Does he really believe that United States President Barack Obama founded Daesh? Who cares?

Being dull doesn’t mean that Trump isn’t dangerous. Some villains in history have been complex characters — thoughtful, deeply read, strategic. Others have managed to do plenty of damage without ever having had an original thought.

Being dull doesn’t mean his supporters are dull, or that their concerns are illegitimate. A lot of them voted for Trump in the primaries because they felt, often with reason, that traditional politicians had done nothing to improve their lives.

And Trump is not without talents. We know he has the bully’s uncanny knack for identifying and homing in on an adversary’s weak spot, a pitchman’s flair for coining a catchy slogan and a televangelist’s instinct for moving on to the next provocation just before his audience begins to tire of the previous one.

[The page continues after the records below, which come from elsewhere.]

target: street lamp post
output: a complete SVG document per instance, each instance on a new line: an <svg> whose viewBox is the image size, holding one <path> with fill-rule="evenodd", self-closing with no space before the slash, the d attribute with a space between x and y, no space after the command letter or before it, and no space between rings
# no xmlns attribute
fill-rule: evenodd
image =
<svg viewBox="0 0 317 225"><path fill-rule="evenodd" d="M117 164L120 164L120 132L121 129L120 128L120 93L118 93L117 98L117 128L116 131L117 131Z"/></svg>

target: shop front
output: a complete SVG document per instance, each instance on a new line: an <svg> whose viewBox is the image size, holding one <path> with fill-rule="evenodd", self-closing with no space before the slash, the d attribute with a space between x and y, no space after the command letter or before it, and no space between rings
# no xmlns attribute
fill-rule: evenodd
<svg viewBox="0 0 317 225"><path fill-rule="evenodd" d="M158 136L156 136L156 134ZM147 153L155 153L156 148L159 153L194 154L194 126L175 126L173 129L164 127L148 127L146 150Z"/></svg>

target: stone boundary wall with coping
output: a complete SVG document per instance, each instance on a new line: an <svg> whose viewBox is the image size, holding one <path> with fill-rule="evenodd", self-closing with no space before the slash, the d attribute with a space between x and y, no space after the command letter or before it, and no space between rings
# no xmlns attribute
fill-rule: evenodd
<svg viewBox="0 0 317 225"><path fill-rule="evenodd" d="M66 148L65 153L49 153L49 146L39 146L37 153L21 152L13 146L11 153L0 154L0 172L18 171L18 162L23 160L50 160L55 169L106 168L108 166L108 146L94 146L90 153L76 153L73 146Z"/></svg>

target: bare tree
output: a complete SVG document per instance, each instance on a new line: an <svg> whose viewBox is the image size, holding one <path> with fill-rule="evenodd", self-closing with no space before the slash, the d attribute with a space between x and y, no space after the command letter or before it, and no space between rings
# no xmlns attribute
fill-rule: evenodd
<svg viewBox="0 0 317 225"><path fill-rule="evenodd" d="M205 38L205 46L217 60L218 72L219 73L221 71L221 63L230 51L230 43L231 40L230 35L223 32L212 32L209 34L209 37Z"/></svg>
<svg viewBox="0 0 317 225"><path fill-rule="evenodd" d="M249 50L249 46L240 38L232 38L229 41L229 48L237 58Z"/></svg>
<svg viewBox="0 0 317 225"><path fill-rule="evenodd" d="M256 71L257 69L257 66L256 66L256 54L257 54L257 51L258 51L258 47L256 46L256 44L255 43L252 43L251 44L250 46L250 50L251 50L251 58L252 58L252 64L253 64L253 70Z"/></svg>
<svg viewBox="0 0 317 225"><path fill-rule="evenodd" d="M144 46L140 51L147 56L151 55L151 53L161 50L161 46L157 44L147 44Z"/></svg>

But we’ve known about these talents for months now — way back to the days of his dismantling Jeb Bush! Jeb and insulting, without consequence, John McCain. Since then, there’s really been nothing new to learn.

“Make America Great Again” is still nothing more than words on a hat. Trump hasn’t bothered to learn anything more about the Constitution, or the government, or government policy than he knew a year ago. His campaign still consists of test-marketing insults one rally at a time. Occasionally, he tries to impersonate a devoted churchgoer, or an anti-abortion activist, or a National Rifle Association believer, but he usually botches the role because he hasn’t prepared. And he hasn’t prepared because he’s not really interested in what anyone else believes in — not Christians, not anti-abortion activists, not gun enthusiasts. He has only one interest.

His extreme self-regard is one of the qualities that make him unfit to be president, as has been frequently pointed out. But it also explains why, even as Americans follow his campaign minute by minute, they feel almost demeaned. All this time, all this attention, and what will they have learned?

The true trademark of the insufferable bore is the conviction that he is doing you a great favour by spending time with you. Trump brings this to his campaign every day — his conviction that he is doing entire America a great favour, that serving as president would represent an enormous sacrifice. “I could be having a very nice life right now,” he says.

And if he loses, that’s OK, too: “I’m going to have a very, very nice long vacation,” he said.

Which is fine. Just don’t tell us about it when you get back.

— Washington Post

Fred Hiatt is the editorial page editor of the Post.